Ingredients
Strawberry Gelatin Layer
- 1/3 – 1/2 cup granulated sugar
- 1/4 cup cold water
- 3/4 Tablespoon unflavored gelatin
- 1 lb fresh or frozen strawberries (if using frozen, defrost first)
Strawberry Puree for Ladyfingers
- 1 lb fresh or frozen strawberries (if using frozen, defrost first)
- 1/4 cup sugar
- 1/2 cup cold water
Mascarpone Cream Filling
- 6 egg yolks
- 3/4 cup granulated sugar (divided)
- 1/2 cup half and half (half whole milk, half heavy whipping cream)
- 1 1/2 lbs mascarpone cheese (room temperature)
- 1-2 teaspoons vanilla extract
- 1 cup heavy whipping cream
Assembly
- 14 oz ladyfingers Italian cookies (savoiardi)
- 1 lb fresh strawberries (sliced for topping)
Instructions
- Prepare Strawberry Gelatin Layer: Pour cold water into a large bowl and sprinkle unflavored gelatin over it. Let it soften and bloom while you puree 1 lb of strawberries with 1/3 – 1/2 cup sugar until smooth in a blender or food processor.
- Cook Strawberry Mixture: Heat the pureed strawberries in a saucepan until bubbles start to break the surface (about 5 minutes). Remove from heat and whisk into the softened gelatin until fully dissolved.
- Set Gelatin Layer: Pour this mixture into the bottom of a 13×9-inch baking pan and refrigerate until set, approximately 1 hour.
- Prepare Strawberry Puree for Ladyfingers: Meanwhile, puree another 1 lb of strawberries with 1/4 cup sugar and 1/2 cup cold water. Pour into a shallow dish and set aside for dipping ladyfingers.

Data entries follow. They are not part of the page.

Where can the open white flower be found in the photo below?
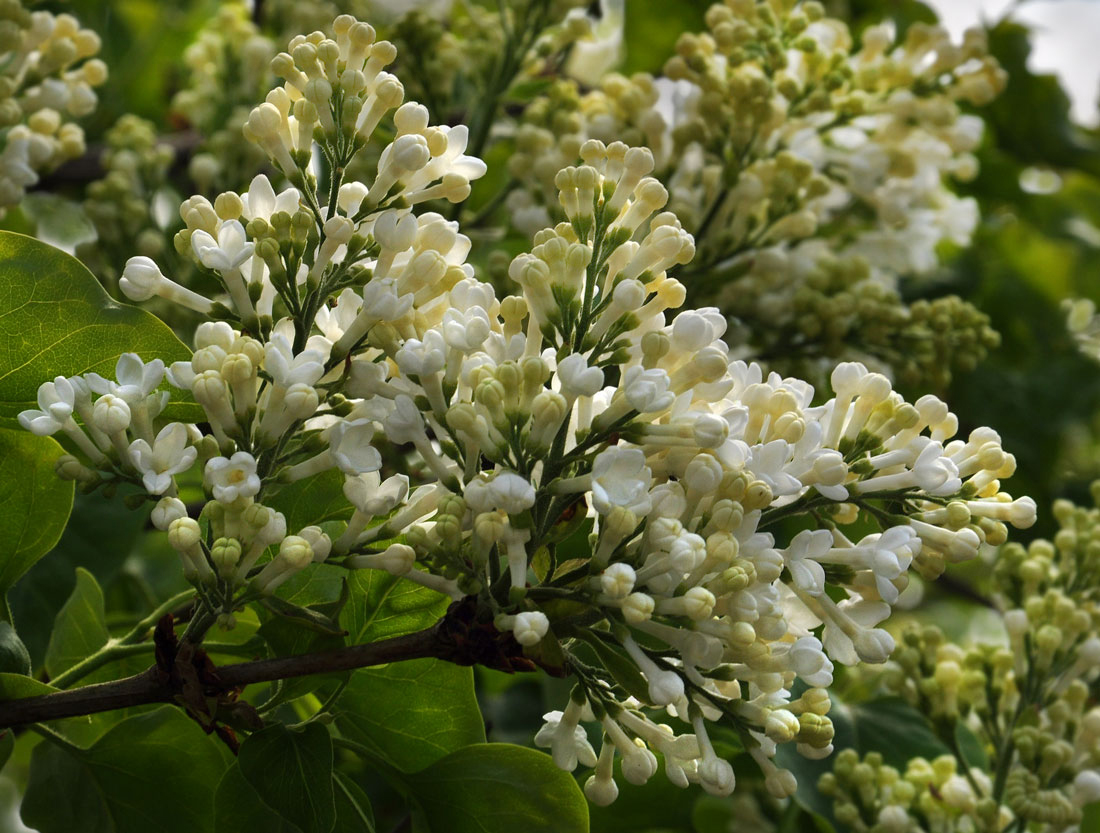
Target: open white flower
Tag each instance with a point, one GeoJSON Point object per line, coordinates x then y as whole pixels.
{"type": "Point", "coordinates": [168, 455]}
{"type": "Point", "coordinates": [620, 478]}
{"type": "Point", "coordinates": [232, 478]}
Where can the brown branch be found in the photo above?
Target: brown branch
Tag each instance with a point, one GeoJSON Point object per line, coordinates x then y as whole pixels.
{"type": "Point", "coordinates": [152, 687]}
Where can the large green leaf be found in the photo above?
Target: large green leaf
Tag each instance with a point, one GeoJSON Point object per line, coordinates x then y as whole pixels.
{"type": "Point", "coordinates": [101, 534]}
{"type": "Point", "coordinates": [80, 628]}
{"type": "Point", "coordinates": [34, 502]}
{"type": "Point", "coordinates": [292, 773]}
{"type": "Point", "coordinates": [382, 605]}
{"type": "Point", "coordinates": [498, 788]}
{"type": "Point", "coordinates": [411, 713]}
{"type": "Point", "coordinates": [239, 809]}
{"type": "Point", "coordinates": [154, 771]}
{"type": "Point", "coordinates": [312, 500]}
{"type": "Point", "coordinates": [55, 319]}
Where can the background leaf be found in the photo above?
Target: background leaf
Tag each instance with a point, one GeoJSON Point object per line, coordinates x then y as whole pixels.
{"type": "Point", "coordinates": [101, 534]}
{"type": "Point", "coordinates": [498, 788]}
{"type": "Point", "coordinates": [411, 713]}
{"type": "Point", "coordinates": [80, 628]}
{"type": "Point", "coordinates": [55, 319]}
{"type": "Point", "coordinates": [383, 605]}
{"type": "Point", "coordinates": [154, 771]}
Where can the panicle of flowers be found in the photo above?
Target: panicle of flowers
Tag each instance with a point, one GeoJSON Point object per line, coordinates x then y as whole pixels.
{"type": "Point", "coordinates": [47, 79]}
{"type": "Point", "coordinates": [1084, 325]}
{"type": "Point", "coordinates": [813, 175]}
{"type": "Point", "coordinates": [229, 65]}
{"type": "Point", "coordinates": [1030, 699]}
{"type": "Point", "coordinates": [123, 205]}
{"type": "Point", "coordinates": [590, 469]}
{"type": "Point", "coordinates": [928, 797]}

- Make Egg Mixture: Whisk the 6 egg yolks with 1/4 cup sugar in a heatproof bowl. Add half and half to the mixture.
- Cook Egg Mixture Over Simmering Water: Place the heatproof bowl over a saucepan with simmering water, ensuring the bowl doesn’t touch the water. Whisk continuously for about 10 minutes until the mixture is thickened and cooked through; then set aside to cool.

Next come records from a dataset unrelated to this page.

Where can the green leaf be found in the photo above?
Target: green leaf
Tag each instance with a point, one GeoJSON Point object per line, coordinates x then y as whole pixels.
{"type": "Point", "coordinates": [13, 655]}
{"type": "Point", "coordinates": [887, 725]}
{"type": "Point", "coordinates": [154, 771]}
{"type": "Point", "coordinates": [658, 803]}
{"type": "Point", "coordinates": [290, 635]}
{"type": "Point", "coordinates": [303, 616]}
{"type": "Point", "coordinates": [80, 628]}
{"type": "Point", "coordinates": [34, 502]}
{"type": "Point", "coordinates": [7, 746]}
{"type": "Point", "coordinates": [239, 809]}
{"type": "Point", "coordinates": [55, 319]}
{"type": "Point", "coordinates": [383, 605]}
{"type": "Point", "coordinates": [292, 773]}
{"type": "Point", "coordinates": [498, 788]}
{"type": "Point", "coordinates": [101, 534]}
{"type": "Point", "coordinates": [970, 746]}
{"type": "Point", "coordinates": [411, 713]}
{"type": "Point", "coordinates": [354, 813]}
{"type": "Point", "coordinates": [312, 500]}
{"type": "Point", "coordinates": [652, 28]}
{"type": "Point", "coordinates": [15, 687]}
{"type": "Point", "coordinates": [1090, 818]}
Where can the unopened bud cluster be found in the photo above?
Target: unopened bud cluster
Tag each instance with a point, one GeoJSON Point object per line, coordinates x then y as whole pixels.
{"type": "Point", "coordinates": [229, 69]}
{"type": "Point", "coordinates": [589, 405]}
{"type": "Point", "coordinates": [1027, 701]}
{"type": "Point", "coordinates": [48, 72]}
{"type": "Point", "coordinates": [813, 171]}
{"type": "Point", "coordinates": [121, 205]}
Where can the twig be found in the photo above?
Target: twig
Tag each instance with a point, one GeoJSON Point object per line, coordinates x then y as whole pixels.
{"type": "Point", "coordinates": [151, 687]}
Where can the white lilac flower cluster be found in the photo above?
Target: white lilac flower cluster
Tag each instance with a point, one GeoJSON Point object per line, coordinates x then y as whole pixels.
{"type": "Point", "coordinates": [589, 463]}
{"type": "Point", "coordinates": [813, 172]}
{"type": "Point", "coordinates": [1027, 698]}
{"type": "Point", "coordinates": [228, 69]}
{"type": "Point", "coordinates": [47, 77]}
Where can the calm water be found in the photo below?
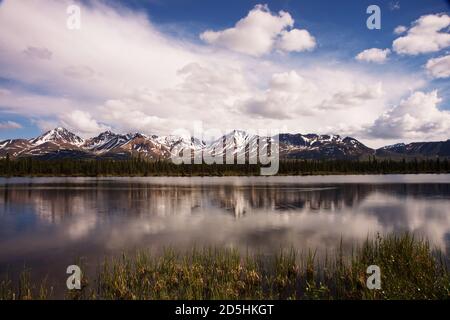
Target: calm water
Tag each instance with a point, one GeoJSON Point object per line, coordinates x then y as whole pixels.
{"type": "Point", "coordinates": [45, 223]}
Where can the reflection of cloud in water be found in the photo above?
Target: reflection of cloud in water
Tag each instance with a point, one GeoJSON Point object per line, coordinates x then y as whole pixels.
{"type": "Point", "coordinates": [118, 215]}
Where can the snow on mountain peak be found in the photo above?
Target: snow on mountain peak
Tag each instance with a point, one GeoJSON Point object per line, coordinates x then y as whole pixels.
{"type": "Point", "coordinates": [58, 135]}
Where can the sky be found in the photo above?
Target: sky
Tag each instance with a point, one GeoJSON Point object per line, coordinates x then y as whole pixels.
{"type": "Point", "coordinates": [158, 67]}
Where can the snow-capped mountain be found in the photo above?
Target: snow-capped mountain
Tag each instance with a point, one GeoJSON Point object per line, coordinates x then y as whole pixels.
{"type": "Point", "coordinates": [313, 146]}
{"type": "Point", "coordinates": [61, 143]}
{"type": "Point", "coordinates": [416, 149]}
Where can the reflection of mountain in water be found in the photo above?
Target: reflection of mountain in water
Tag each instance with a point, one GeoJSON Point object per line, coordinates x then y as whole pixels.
{"type": "Point", "coordinates": [117, 214]}
{"type": "Point", "coordinates": [54, 202]}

- Whip Heavy Cream: In a separate bowl, whip the heavy cream with 2-4 tablespoons of the remaining sugar until soft peaks form.
- Prepare Mascarpone Mixture: Combine mascarpone cheese, the remaining sugar, and vanilla extract in a bowl. Mix gently with a spatula or mixer until smooth without overbeating.
- Combine Components: Fold the cooled egg mixture into the mascarpone, then gently fold in the whipped cream to create a smooth filling.
- Assemble First Layer: Once the gelatin layer is set, dip the ladyfingers briefly (2-3 seconds each side) into the strawberry puree mixture, ensuring they remain mostly dry and crisp. Arrange a single layer over the gelatin base.
- Add Mascarpone Layer: Spread half of the mascarpone cream mixture evenly over the ladyfingers.
- Assemble Second Layer: Repeat dipping and layering with the remaining ladyfingers and mascarpone cream, smoothing the top evenly.
- Chill Tiramisu: Refrigerate the assembled tiramisu for at least 6 hours or overnight to allow flavors to meld and layers to set.
- Garnish and Serve: Just before serving, arrange thinly sliced fresh strawberries over the top layer, slightly overlapping for an elegant finish.
Notes
- Use authentic Italian ladyfingers (savoiardi) which are crisp, not the soft variety found in some grocery stores, to avoid soggy texture.
- Allow enough time for the strawberry gelatin layer to fully set before assembling the tiramisu.
- Do not over soak the ladyfingers; brief dips keep them crisp while allowing them to soften pleasantly after chilling.
- If using frozen strawberries, defrost them completely before using to ensure smooth purees and accurate texture.
- The dessert is best served chilled and can be prepared a day in advance.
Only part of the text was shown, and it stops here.